635: Norwich bypass gets go-ahead
Today’s entry reports on the latest decision on a nationally significant infrastructure project.
Yesterday, the Secretary of State for Transport issued his first decision since the election, to grant consent for the Norwich Northern Distributor Road (NDR).
That’s the 38th decision on a nationally significant infrastructure project (NSIP) and the 37th positive one.
Incidentally, the one that wasn’t positive, for the Preesall gas storage project that was overturned in the High Court, is being reconsidered but won’t be decided by the new Secretary of State for Energy and Climate Change, Amber Rudd. Although press reports say that this is because her brother, Roland Rudd, is chairman of PR company Finsbury, who are acting for its promoter Halite, in fact all decisions on NSIP applications are to be taken by Lord Bourne, junior minister in the department (as he has responsiblity for planning, although the other junior minister Andrea Leadsom is responsible for ‘new energy infrastructure’). Upon looking into this I discovered that Amber Rudd is the ex-wife of A. A. Gill. Small world.
Back to the NDR. Here are the facts and figures.
- project: a new 20km dual carriageway north of Norwich
- promoter: Norfolk County Council;
- application made: 7 January 2014, the first one made that year;
- one inspector – Elizabeth Hill, at first, but she was later replaced by Peter Robottom, David Richards and Austin Smyth three weeks into the examination;
- 1191 relevant representations, a high number;
- 122 written representations, high;
- 136 questions in the first round – about average;
- four open floor hearings, five compulsory acquisition hearings and six issue-specific hearings, a high number;
- two Local Impact Reports, from Breckland on its own and a joint one between Broadland, the Norfolk Broads Authority, Norwich, South Norfolk and promoter Norfolk;
- examination exactly six months, recommendation exactly three months, decision exactly three months – yesterday was the first anniversary of the preliminary meeting;
- 511 days from application to decision, i.e. just under 17 months, about average; and
- 747 documents on the Planning Inspectorate web page on the date of the decision (not including the relevant representations), a high number.
Of interest, this was the first and so far only project to have extended its compulsory purchase powers during the application, which invokes a mini-application process under the regulations. The examination was nevertheless fitted into six months.
At paragraph 44 of the decision letter, it is confirmed that as of 1 April, land belonging to Highways England (i.e. when it stopped being the Highways Agency) no longer counts as Crown land.
Some of the drafting of compulsory acquisition provisions in the development consent order (DCO) was removed as it was duplicated.

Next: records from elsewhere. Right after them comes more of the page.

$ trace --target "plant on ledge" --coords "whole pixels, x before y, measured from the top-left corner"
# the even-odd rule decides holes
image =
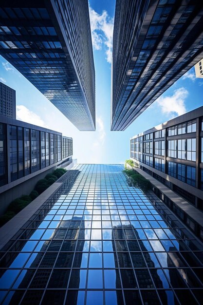
[[[47,174],[44,179],[38,180],[34,190],[31,192],[29,196],[23,195],[13,200],[8,206],[5,214],[0,216],[0,227],[13,218],[16,214],[25,208],[66,172],[67,170],[65,169],[56,169],[52,173]]]
[[[128,163],[128,164],[129,164],[129,165],[130,165],[132,167],[134,166],[133,161],[132,160],[130,160],[129,159],[129,160],[126,160],[125,165],[125,167],[126,168],[126,163]]]
[[[129,177],[128,182],[131,186],[138,188],[144,191],[151,190],[151,184],[149,180],[135,171],[126,169],[123,172]]]

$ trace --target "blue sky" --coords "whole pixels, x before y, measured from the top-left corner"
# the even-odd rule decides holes
[[[0,56],[0,81],[16,91],[17,117],[74,139],[81,163],[120,163],[131,136],[203,105],[203,79],[194,68],[176,81],[124,132],[110,131],[111,54],[115,1],[90,0],[96,74],[96,132],[79,132],[34,86]]]

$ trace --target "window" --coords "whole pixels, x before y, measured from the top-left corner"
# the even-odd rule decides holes
[[[31,129],[31,167],[32,172],[40,169],[39,131]]]
[[[196,169],[191,166],[187,166],[186,183],[195,187]]]
[[[167,155],[171,158],[177,158],[177,140],[168,141]]]
[[[154,143],[155,154],[161,156],[164,156],[165,155],[165,141],[156,141]]]
[[[187,122],[187,133],[195,133],[196,132],[196,120],[193,120],[193,121]]]
[[[187,139],[187,160],[196,161],[196,139]]]
[[[49,165],[49,134],[46,133],[46,166]]]
[[[24,176],[23,130],[18,127],[18,178]]]
[[[175,162],[167,162],[167,172],[169,176],[176,178],[177,177],[177,163]]]
[[[45,133],[41,132],[41,168],[46,167],[46,142]]]
[[[153,166],[153,159],[152,157],[150,156],[144,155],[144,161],[143,162],[148,165],[149,166]]]
[[[144,141],[145,141],[146,140],[152,140],[152,134],[153,134],[152,133],[148,133],[147,134],[145,134],[145,135],[144,136]]]
[[[57,153],[58,162],[61,160],[61,136],[59,134],[57,135]]]
[[[144,143],[144,152],[146,153],[150,153],[152,154],[153,152],[153,142],[145,142]]]
[[[165,130],[163,129],[162,130],[159,130],[158,132],[156,132],[154,133],[154,137],[155,139],[157,138],[163,138],[165,136]]]
[[[18,179],[17,127],[10,126],[10,162],[11,181]]]
[[[25,176],[30,173],[30,129],[24,129],[24,155]]]
[[[154,158],[154,168],[164,172],[165,170],[164,160],[159,158]]]
[[[0,186],[6,183],[4,125],[0,124]]]
[[[203,170],[201,170],[201,189],[202,191],[203,191]]]
[[[203,138],[201,138],[201,162],[203,162]]]
[[[186,133],[186,123],[180,124],[178,126],[178,134],[184,134]]]

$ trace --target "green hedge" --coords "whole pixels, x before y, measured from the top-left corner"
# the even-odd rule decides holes
[[[123,172],[130,177],[130,182],[134,187],[141,189],[144,191],[151,190],[151,182],[140,174],[135,171],[127,169],[124,170]]]
[[[13,200],[9,204],[5,213],[0,216],[0,227],[3,226],[16,214],[25,208],[31,201],[55,182],[66,172],[67,170],[65,169],[55,170],[52,173],[47,174],[44,179],[41,179],[37,181],[34,190],[31,192],[29,196],[23,195]]]
[[[129,164],[129,165],[130,165],[132,167],[134,166],[134,162],[132,160],[126,160],[126,163],[128,163],[128,164]]]

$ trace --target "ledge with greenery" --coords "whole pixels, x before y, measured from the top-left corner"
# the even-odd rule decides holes
[[[128,163],[128,164],[129,164],[130,166],[131,166],[131,167],[132,167],[133,166],[134,166],[134,162],[132,161],[132,160],[130,160],[130,159],[129,159],[129,160],[126,160],[126,162],[125,163],[125,167],[126,169],[126,163]]]
[[[65,169],[56,169],[52,173],[47,174],[44,179],[39,180],[37,183],[35,189],[29,195],[23,195],[13,200],[9,204],[5,214],[0,216],[0,227],[3,226],[15,215],[25,208],[52,184],[55,182],[66,172],[67,170]]]
[[[152,185],[149,180],[135,171],[126,169],[123,172],[129,177],[129,183],[131,186],[138,188],[144,191],[147,191],[152,189]]]

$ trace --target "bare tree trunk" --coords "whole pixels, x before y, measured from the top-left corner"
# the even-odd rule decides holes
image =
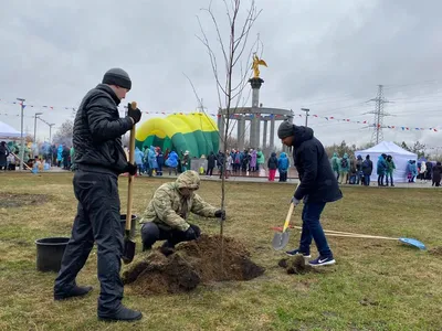
[[[260,15],[261,11],[256,10],[255,1],[250,0],[250,7],[241,12],[241,0],[223,0],[227,18],[229,19],[229,45],[224,45],[222,33],[219,28],[218,19],[215,18],[212,10],[212,2],[210,2],[209,8],[202,9],[208,17],[210,18],[211,23],[215,28],[218,41],[218,49],[221,53],[221,57],[224,63],[224,74],[225,82],[222,82],[220,78],[220,67],[217,61],[215,50],[212,47],[204,29],[202,28],[201,21],[198,18],[198,22],[200,24],[201,36],[198,39],[206,46],[210,63],[213,71],[213,76],[217,85],[217,93],[219,99],[219,107],[223,109],[225,114],[224,121],[224,131],[219,132],[221,145],[222,145],[222,153],[224,153],[224,158],[222,160],[222,169],[221,169],[221,210],[225,210],[225,174],[227,174],[227,161],[228,161],[228,150],[230,150],[229,137],[230,137],[230,119],[231,115],[235,113],[242,97],[242,93],[244,87],[248,85],[249,78],[251,76],[251,58],[252,58],[252,50],[257,44],[255,42],[249,52],[249,56],[246,57],[246,64],[243,67],[241,58],[243,57],[243,53],[248,47],[249,34],[250,31]],[[242,19],[241,19],[242,18]],[[240,70],[238,71],[238,66]],[[239,72],[239,74],[236,74]],[[224,108],[222,107],[222,99],[224,99]],[[222,115],[221,115],[222,116]],[[222,118],[223,119],[223,118]],[[224,119],[223,119],[224,120]],[[241,139],[241,137],[239,137]],[[224,236],[224,220],[221,220],[220,223],[220,236],[221,236],[221,267],[223,270],[223,236]]]

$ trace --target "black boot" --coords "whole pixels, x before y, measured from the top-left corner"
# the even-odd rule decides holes
[[[99,316],[98,314],[98,320],[99,321],[105,321],[105,322],[117,322],[117,321],[137,321],[143,318],[143,313],[140,311],[136,311],[129,308],[124,307],[123,305],[119,306],[118,310],[115,311],[114,313],[109,314],[104,314]]]
[[[65,300],[75,297],[84,297],[90,291],[92,291],[92,286],[75,286],[71,291],[67,293],[54,293],[54,300]]]

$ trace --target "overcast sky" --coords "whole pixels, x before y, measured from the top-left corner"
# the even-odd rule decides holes
[[[229,0],[228,0],[229,1]],[[243,9],[249,1],[243,1]],[[193,82],[209,114],[218,108],[210,61],[199,34],[201,17],[209,39],[214,34],[192,1],[2,1],[0,11],[0,120],[20,130],[17,97],[29,105],[24,127],[33,132],[33,114],[55,127],[71,118],[85,93],[101,82],[106,70],[119,66],[133,79],[128,102],[144,111],[192,111],[198,107],[183,73]],[[386,140],[423,140],[442,146],[442,2],[428,0],[259,0],[262,13],[251,31],[260,34],[261,67],[265,81],[261,103],[266,107],[311,108],[309,126],[325,145],[341,140],[368,142],[364,125],[326,120],[348,118],[373,122],[378,85],[391,102],[385,110]],[[221,0],[215,15],[225,22]],[[223,38],[229,36],[221,23]],[[246,58],[243,58],[244,63]],[[7,115],[4,115],[7,114]],[[144,115],[147,120],[159,115]],[[215,118],[214,118],[215,119]],[[295,124],[303,125],[296,117]],[[414,130],[425,128],[424,131]],[[40,139],[49,137],[39,122]],[[267,140],[269,141],[269,140]]]

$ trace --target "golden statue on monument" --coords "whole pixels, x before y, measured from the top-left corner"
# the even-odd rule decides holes
[[[262,60],[262,58],[259,58],[256,53],[255,53],[255,54],[253,54],[253,63],[252,63],[252,68],[253,68],[253,73],[254,73],[253,77],[254,78],[259,78],[260,77],[260,65],[267,66],[265,61]]]

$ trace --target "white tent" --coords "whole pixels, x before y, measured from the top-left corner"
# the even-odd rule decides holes
[[[0,139],[12,140],[17,138],[21,138],[21,134],[15,129],[13,129],[12,127],[10,127],[9,125],[0,121]]]
[[[393,181],[397,183],[408,182],[407,179],[407,163],[409,160],[418,160],[418,156],[400,148],[394,142],[391,141],[382,141],[377,146],[373,146],[366,150],[358,150],[355,152],[355,156],[361,156],[362,160],[366,159],[366,156],[370,156],[370,160],[373,162],[373,171],[371,174],[371,181],[378,180],[378,174],[376,172],[376,166],[378,163],[378,158],[380,154],[386,153],[387,156],[391,156],[394,161],[396,170],[393,172]]]

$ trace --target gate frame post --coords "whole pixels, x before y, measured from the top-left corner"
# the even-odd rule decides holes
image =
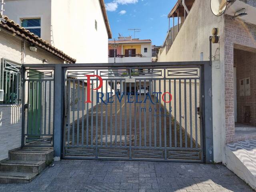
[[[63,126],[63,69],[61,65],[54,68],[54,160],[59,161],[62,156]]]
[[[210,60],[207,63],[204,65],[202,73],[204,81],[202,110],[204,161],[210,164],[214,162],[212,62]]]

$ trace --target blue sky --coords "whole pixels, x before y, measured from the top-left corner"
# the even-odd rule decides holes
[[[134,33],[128,29],[141,29],[136,38],[150,39],[152,44],[162,45],[168,31],[167,15],[176,0],[105,0],[113,34],[123,36]]]

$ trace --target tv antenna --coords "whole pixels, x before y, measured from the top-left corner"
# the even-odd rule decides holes
[[[135,33],[137,33],[137,32],[140,32],[140,29],[129,29],[128,30],[129,31],[134,31],[134,38],[135,38]]]

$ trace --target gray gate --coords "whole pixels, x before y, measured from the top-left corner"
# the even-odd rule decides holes
[[[63,157],[203,162],[202,65],[120,64],[65,68]]]
[[[22,144],[53,145],[54,68],[24,68]]]

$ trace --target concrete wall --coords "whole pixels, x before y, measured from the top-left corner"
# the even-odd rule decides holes
[[[98,0],[52,0],[51,10],[56,46],[77,63],[108,62],[107,31]]]
[[[21,63],[22,40],[4,30],[0,31],[0,58],[5,58]],[[51,63],[63,63],[63,61],[40,48],[37,52],[29,50],[26,43],[26,64],[42,64],[46,59]],[[9,150],[21,144],[21,108],[20,105],[0,105],[0,161],[8,158]]]
[[[4,15],[21,26],[21,19],[41,18],[41,38],[51,41],[51,0],[5,0]]]
[[[216,52],[216,54],[213,60],[216,61],[212,68],[212,105],[213,111],[215,112],[212,121],[214,158],[215,162],[220,162],[222,158],[225,134],[223,83],[224,21],[223,16],[216,17],[211,14],[210,3],[210,0],[195,1],[170,50],[167,54],[165,48],[162,50],[158,55],[158,62],[200,60],[201,52],[204,53],[204,60],[209,60],[209,37],[212,35],[212,29],[218,27],[220,29],[220,43],[213,46],[213,54],[214,55]]]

There is a novel way to describe the limits of deviation in the DCO at article 5 – a five-page table sets out the limits, mainly the upward limit.
The government didn’t like a 24-hour gap between the change in classification of a highway from a B road to an A road and closed it.
The government did not allow a power to fell and lop trees outside the order limits, saying it was not necessary and there were insufficient safeguards, so don’t assume this will be granted for your project.
The government cited the benefit cost ratio in support of the project (paragraph 15), the first time I had seen that – will it start a trend?
Having said that I think the decision letter has too high a test for approving the scheme at paragraph 57. A compelling case in public interest is the test for compulsory acquisition only, not the whole project, which is only that it is in line with the relevant National Policy Statement and its adverse impacts do not outweigh its benefits. That would only have been a problem had the project been held not to meet the test.
Next up is a biggie – the Swansea Bay tidal lagoon project, which will be decided by (or on behalf of) Lord Bourne no later than 10 June.